Харлин бросается вперед, точно птица-терновник, желая проткнуть себе грудь прутьями железной решетки, облизывает его щеку, как собака на привязи.
Тони шарахается, шатается пьяным, хмель боли бьет в мозг. Он жаждал ее, желал ее ласк с тех пор, как ее не стало рядом и краски погасли. Но не таких ласк ему хотелось. Он ждал ее теплых прикосновений, но пальцы ее холодны, точно лед. А язык кровавый, будто она пила лимонад с красителями, только им и живет.
Это больше не его Харлин. Это — ее тень, черная туча, что скрыла ее от него, унесла возлюбленную далеко, в страну, из которой не возвращаются. И всё же Тони по привычке зовет ее старым, родным именем, глупо надеясь, что, может быть, она отзовется. Вспомнит себя прежнюю, настоящую.
— Харлин!
— Её больше нет, пирожочек. Она умерла. Гниет в чане с химикатами. Ты опоздал. Доволен?
Тони закрывает глаза. Химикаты, конечно же. Что еще могло так обезобразить ее лицо — до неузнаваемости? Отрава изменила ее внешность, любовь к нему покалечила душу. Замкнутый круг. Конец.
Тони открывает глаза, снова смотрит на свою любовь — знакомую и не знакомую одновременно. Надо развернуться и уйти. Бежать отсюда. Стереть из памяти, что эта встреча, последняя встреча, состоялась. Забыть. Не помнить. Жить только светлым проблеском воспоминаний о девушке, которую убили три года назад его враги. Это необходимо. Иначе он сам умрет от боли, не выдержит. Никакой он не Железный человек, а человек слабый, несчастный. Маленькая песчинка в пылу мироздания. Жалкое ничтожество. Клоун, потерявший все, потому что ничего не имеющий.
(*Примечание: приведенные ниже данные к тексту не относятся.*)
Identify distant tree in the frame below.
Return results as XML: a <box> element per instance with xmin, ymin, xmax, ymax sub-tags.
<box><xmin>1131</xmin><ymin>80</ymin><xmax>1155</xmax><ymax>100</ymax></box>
Он медленно отходит от клетки, на которой Харлин повисла, как обезьяна, издает смешные звуки, красуется гибким телом. Он помнит каждую родинку на ее коже, но уже не уверен, что, после ее трансформации, они сохранились или не превратились в гадкие водянки. Последний взгляд самый тяжелый, самый горький. От него у нее, должно быть, кожа трещит. Но Тони не может оставить ее без последнего «прощай», сказанного уже не словами (слов она больше не слышит, не слушает) — глазами.
Харлин хохочет, взрывается ядовитым клубком смеха, искрясь, будто лампочка, охваченная замыканием. Ей весело, химикаты и пытки всё уничтожили в ее душе, а гадкий хохот оставили — вечное напоминание о том, как покалечили.
Вечное мерило боли для мистера Старка.
Тони резко разворачивается на пятках и топает к выходу. Без тени обычной грациозности, переваливаясь, как медведь. Никогда еще тяжесть мира, что он несет, не была так ужасна. Никогда еще ноша его не была столь горька.
Тони страшно. Боится, что не вынесет груза, привалившего плечи, сломается. Тони почти разбегается, почти бежит прочь из этой тюрьмы для нее и своего уставшего сердца.
И вдруг — возвращается. Так же резко, как и уходил. Потому что не может оставить ту, что обрел снова, спустя невероятно долгие и безмерно тяжелые три года. Потому что любит. Потому что «мы в ответе за тех, кого приручили». Потому что Харли Квинн, сумасшедшая акробатка, — его, Тони, рук дело. Это он заставил ее от безумной любви броситься хищникам в пасть. Он своей любовью уничтожил Харлин, и явил миру Харли, безумную девушку.
Он — единственная ниточка, что связывает её с жизнью. Она — единственная ниточка, что связала с жизнью его.
Тони хватает ее за руки, находя, что кожа все так же, как раньше, нежна и горяча и, притянув к себе ровно настолько, насколько позволяют железные прутья, тихо, но твердо, почти по слогам, произносит:
— Идем домой, Харли. Ты нужна мне Ты нужна этому городу. Этому городу нужна его королева.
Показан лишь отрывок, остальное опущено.